How do I turn my existing data to GeoSpatial? Or "To Geocode or not to Geocode?"
Maps, Spatial, and Geography are amazing.
I love how it all gets together, database, software, and visualization to give answers you couldn’t get beforehand.
The base for Spatial technology is spatial data.
It can be external GIS data for analysis and enrichment such as demographic data. But what about my internal organizational data? It is usually not spatially aware (i.e. no coordinates, or geometry).
What if we want to really start and analyze our internal data such as customers, suppliers, employees, etc with the spatial power directly in the database?
How can we make it Spatial?!
Usually, you have in the data some location descriptions such as addresses, business name, zip code, parcel number, city name, or the demographic area code that you can use to find the real-world coordinates in a process called “Geocode”.
In this blog post,
I will explain what this “Geocode” process is, why it might be complex and intimidating for non-geospatial professionals, and even for the bravest Geospatial professionals.
The “Geocode” or “Gecoding” process, in general, uses a Soundex engine which translates those human-readable location descriptions to coordinates.
While it’s not always an easy process, it’s doable.
There are several ways to do it yourself. The most common are:
Running a commercial geocoding API service, in your favorite programming language from your servers or from the cloud (if your data is not behind a firewall and it’s not a huge amount)
Using online commercial SAAS tools which you can upload a file with your data.
Out-of-the-box GIS or geocode desktop software which has an internal geocode engine.
Geocode engines can be online services or locally installed and the most fundamental fact for a good geocoder is first its base reference data. If it’s good and updated with a lot of synonyms for alternative names it has more chances to succeed. If the reference data does not include the street and house you are looking at, even the best text-processing algorithms won’t do.

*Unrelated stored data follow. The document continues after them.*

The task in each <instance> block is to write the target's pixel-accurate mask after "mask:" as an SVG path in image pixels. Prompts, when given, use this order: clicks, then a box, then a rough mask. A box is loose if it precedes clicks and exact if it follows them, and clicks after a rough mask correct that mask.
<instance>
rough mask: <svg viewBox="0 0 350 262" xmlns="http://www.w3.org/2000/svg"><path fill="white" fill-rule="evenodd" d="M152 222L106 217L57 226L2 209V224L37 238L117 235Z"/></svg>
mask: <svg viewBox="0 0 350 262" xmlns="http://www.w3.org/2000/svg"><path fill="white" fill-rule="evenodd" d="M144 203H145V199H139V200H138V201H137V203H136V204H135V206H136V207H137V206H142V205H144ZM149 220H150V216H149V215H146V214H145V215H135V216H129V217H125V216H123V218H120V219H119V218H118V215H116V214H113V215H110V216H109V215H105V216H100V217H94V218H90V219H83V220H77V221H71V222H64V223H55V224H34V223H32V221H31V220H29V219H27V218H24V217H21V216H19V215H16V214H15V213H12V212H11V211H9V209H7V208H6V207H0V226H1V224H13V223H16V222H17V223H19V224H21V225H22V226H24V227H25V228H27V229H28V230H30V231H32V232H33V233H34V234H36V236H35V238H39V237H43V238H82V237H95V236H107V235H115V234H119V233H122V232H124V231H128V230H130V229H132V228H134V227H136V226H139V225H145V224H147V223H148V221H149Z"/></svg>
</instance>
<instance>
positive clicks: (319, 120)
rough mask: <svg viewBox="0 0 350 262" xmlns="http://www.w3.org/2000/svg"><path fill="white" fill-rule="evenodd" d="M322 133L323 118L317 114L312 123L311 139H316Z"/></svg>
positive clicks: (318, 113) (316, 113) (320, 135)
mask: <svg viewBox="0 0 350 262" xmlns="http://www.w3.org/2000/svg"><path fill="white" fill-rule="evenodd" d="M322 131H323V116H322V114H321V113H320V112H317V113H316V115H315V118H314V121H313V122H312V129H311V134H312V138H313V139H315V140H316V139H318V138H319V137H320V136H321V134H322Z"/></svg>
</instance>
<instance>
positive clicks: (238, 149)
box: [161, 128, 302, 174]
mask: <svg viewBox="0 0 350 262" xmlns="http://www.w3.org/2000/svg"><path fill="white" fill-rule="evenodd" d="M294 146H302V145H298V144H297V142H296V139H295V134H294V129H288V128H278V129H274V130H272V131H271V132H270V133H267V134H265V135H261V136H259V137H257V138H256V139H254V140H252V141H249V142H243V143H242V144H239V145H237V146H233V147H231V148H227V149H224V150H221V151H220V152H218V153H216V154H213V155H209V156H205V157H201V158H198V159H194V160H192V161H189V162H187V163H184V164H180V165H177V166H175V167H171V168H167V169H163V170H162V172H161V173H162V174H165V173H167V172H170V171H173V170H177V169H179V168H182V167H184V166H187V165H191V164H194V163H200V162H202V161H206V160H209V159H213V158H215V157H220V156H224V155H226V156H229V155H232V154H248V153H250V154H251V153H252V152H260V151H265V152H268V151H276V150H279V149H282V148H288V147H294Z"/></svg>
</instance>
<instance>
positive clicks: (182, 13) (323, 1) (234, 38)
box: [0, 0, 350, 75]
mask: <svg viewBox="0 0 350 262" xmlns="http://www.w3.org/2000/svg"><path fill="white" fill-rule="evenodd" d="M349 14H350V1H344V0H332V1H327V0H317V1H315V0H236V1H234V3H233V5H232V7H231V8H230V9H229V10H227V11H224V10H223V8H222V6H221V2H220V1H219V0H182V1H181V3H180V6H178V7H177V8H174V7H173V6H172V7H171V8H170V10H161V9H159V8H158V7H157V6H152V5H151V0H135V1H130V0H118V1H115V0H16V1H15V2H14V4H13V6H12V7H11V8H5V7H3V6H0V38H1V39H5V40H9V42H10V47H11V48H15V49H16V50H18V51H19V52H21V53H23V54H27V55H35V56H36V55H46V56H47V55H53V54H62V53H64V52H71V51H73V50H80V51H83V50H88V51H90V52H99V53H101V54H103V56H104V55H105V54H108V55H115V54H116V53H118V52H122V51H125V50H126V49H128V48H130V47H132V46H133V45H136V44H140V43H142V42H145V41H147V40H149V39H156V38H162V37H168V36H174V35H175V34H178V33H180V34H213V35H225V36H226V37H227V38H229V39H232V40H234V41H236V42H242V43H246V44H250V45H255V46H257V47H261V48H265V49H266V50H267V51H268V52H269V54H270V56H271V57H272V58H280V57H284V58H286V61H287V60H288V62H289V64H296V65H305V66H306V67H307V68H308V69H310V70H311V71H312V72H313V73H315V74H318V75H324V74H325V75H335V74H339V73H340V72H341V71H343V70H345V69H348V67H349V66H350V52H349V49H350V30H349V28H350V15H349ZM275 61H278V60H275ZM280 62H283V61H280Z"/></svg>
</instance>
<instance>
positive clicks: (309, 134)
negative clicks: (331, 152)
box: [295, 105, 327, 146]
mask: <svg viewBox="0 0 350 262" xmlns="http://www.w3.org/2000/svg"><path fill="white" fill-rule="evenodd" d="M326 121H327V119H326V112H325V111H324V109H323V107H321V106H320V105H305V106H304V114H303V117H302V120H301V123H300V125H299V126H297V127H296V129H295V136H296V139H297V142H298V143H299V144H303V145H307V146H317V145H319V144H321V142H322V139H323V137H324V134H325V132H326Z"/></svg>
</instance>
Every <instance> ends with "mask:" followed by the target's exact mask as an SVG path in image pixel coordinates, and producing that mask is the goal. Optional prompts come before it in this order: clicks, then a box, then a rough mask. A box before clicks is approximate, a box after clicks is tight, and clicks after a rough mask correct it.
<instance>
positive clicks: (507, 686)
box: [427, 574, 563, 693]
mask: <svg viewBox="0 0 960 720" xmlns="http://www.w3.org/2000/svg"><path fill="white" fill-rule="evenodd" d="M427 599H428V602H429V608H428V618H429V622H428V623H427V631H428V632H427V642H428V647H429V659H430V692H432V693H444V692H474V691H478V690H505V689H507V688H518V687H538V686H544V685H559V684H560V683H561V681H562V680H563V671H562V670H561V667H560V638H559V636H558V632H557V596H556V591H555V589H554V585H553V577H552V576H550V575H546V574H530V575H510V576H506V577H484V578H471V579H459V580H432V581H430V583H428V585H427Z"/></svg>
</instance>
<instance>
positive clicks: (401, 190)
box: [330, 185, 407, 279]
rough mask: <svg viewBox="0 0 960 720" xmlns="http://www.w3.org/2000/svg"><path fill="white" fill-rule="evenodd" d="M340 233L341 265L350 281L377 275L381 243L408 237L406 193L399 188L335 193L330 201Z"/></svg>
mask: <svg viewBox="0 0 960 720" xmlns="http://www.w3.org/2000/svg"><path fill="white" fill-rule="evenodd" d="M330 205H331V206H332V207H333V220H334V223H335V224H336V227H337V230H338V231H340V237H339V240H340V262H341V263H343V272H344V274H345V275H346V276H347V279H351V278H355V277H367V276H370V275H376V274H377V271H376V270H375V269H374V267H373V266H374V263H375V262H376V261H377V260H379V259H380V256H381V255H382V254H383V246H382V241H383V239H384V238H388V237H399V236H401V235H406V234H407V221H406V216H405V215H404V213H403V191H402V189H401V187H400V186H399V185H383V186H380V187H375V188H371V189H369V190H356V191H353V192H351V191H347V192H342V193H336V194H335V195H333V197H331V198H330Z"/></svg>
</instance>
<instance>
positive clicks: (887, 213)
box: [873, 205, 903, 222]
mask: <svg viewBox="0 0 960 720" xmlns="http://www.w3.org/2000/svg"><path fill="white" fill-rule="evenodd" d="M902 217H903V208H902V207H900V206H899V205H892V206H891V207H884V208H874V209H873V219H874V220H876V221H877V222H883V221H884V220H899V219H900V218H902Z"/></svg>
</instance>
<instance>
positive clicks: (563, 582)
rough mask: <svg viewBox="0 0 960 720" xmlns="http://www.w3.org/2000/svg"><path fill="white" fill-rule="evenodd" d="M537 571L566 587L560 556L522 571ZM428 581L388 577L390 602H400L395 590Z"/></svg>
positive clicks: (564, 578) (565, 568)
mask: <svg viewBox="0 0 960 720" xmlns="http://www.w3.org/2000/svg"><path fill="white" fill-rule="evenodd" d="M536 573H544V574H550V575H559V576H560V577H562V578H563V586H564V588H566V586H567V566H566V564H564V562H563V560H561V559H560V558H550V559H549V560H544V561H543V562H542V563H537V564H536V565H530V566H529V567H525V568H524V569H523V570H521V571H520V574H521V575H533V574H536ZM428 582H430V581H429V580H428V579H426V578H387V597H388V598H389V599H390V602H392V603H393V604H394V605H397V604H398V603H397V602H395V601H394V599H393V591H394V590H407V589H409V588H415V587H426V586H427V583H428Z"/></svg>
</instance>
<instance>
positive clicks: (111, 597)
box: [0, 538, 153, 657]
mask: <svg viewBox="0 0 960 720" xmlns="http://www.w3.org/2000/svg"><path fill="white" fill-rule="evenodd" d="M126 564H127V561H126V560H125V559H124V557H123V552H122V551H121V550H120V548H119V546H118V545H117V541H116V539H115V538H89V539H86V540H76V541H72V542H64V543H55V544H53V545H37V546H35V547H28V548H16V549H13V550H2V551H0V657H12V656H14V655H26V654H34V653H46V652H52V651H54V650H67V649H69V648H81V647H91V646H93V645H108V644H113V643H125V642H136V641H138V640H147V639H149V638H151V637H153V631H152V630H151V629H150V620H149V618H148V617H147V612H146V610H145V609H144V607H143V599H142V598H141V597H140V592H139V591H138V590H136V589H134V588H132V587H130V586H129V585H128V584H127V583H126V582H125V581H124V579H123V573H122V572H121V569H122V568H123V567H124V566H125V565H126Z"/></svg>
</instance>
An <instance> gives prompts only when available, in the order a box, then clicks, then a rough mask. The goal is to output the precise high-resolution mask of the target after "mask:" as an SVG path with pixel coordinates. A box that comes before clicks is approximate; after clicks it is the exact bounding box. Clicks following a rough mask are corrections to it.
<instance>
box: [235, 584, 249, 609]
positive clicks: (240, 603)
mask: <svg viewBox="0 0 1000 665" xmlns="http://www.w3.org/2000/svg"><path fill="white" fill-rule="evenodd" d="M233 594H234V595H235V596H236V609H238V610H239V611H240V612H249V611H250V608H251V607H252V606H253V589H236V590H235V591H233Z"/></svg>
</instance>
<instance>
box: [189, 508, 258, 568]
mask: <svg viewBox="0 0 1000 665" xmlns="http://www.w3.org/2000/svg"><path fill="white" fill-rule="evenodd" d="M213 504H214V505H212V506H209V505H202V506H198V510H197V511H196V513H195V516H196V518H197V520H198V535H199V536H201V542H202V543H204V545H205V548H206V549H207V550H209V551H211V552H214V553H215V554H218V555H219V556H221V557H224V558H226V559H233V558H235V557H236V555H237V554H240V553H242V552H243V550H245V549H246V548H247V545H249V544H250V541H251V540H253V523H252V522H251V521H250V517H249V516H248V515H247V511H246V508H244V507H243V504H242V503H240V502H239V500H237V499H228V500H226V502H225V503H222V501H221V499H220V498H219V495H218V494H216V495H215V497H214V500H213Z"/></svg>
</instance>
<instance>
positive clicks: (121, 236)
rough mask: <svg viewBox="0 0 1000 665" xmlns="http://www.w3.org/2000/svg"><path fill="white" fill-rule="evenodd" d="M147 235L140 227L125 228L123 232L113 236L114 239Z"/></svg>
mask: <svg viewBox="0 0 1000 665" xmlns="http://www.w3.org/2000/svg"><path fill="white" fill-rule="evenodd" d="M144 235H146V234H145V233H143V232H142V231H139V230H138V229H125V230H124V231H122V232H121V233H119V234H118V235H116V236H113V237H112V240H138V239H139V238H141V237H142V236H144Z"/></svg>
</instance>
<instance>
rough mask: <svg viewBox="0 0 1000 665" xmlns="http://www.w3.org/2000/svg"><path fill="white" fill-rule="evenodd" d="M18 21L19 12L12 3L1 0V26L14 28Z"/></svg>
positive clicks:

So, if you want to do large Geocode you probably won’t start getting all the data and develop this text engine.
You will probably want to use a Geocode service, it’s doing all for you, and you don’t have to worry about reference data or complex algorithms.
But, if you have a large database to Geocode it has some drawbacks:
Performance: running a batch of millions of requests to an API is not the fastest way, and it can also be non-stable due to connection errors depending on where it’s all located.
You are sharing your data (even if it’s just a row-ID and an address) with a 3rd party
License limitations: Some Geocode providers, limit the storage of the returned data, read the terms carefully
Costs: millions of records can cost a lot, especially if you are running it again and again cause you are not satisfied with the results.
What about doing all offline with dedicated Geocode software?
For use cases of security, or for use cases such as not compromising your data, or for systems that are behind firewalls.
You can do it all in-house, with Geodata reference data and software.
Ingredients are:
A dedicated GIS software with a good Geocode engine, (usually commercial) or implement an open-source geocode solution.
Purchase commercial address reference data or find, download, and prepare open-source address data if it’s good enough for the area you are geocoding.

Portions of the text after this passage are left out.